Sunday, June 29, 2008

You Must Hear About Voloungou

"He had come to Yaloke station as a stonecutter and bridge builder shortly before our party arrived on the field in May, 1925. Every morning he had listened to the Gospel, but without much inclination toward it. Then one day in December, when the other missionaries had left the station to go to a conference at Bassai, he heard a sermon preached by a novice [Mary L. Emmert] on the subject of the new birth and Nicodemus. It had not been clear how to say, 'You must be born again,' for there is no passive voice, properly speaking, in their language, but the LORD showed how to turn the phrase and He took it home to the hearer .... Others had sown, and one without skill or experience had been allowed to witness the miracle of sudden conversion....

"That the conversion was genuine was soon evident, for the 'babe in Christ' overturned his huge pots full of beer, broke the pottery, and refused to drink any more, although the sermon had not touched upon that subject....

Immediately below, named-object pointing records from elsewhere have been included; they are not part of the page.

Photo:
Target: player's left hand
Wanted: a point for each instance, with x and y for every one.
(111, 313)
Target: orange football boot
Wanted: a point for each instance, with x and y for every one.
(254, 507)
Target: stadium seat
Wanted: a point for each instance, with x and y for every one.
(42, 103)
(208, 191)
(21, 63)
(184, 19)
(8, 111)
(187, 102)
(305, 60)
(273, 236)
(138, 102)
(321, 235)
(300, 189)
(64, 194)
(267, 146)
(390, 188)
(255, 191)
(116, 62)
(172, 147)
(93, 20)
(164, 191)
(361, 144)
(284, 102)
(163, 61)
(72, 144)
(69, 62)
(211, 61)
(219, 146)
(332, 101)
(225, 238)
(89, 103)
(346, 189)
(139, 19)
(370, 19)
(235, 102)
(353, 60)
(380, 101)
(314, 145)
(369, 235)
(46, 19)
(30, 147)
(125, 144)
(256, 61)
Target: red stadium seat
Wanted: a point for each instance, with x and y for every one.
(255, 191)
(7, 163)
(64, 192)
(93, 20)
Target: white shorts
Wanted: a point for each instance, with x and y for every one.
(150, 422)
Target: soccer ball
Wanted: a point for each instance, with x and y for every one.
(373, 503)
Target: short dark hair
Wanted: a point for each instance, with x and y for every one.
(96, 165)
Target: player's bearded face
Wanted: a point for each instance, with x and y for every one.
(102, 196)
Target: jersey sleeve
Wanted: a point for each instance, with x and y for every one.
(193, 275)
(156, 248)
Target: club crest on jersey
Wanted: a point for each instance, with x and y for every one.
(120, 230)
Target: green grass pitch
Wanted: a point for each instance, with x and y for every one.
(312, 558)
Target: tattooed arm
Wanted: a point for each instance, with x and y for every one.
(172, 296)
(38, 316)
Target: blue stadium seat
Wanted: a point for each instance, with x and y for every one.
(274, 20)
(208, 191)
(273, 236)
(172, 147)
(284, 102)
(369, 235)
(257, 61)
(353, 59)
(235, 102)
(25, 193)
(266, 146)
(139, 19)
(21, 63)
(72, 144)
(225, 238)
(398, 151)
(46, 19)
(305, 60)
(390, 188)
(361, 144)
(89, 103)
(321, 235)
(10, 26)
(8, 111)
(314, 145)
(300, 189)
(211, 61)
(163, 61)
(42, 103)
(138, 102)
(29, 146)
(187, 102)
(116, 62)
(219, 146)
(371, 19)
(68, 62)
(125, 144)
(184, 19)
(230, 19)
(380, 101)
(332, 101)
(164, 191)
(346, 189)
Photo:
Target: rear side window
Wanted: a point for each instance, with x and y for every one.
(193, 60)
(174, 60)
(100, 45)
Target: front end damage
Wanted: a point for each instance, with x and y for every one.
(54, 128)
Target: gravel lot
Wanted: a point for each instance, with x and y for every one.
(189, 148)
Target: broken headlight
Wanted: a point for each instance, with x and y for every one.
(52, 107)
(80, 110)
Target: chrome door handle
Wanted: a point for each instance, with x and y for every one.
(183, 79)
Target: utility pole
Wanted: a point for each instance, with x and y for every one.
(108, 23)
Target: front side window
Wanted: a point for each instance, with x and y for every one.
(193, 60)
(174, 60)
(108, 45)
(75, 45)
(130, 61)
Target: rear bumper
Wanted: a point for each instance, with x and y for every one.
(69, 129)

"The miracle of the conversion is all the more evident through an incident that occurred in the converts' class the day this man accepted the LORD. I asked him some question in his native language, but he could not get what I was saying. He apologized politely by saying that he had talked Sango, the trade language, so much of late years that he scarcely understood his mother tongue! He should have added, 'as spoken by a new missionary!' So it was certainly not the messenger nor skill in presenting the message, but the Holy Spirit working in spite of all these handicaps that won this man to the Lord."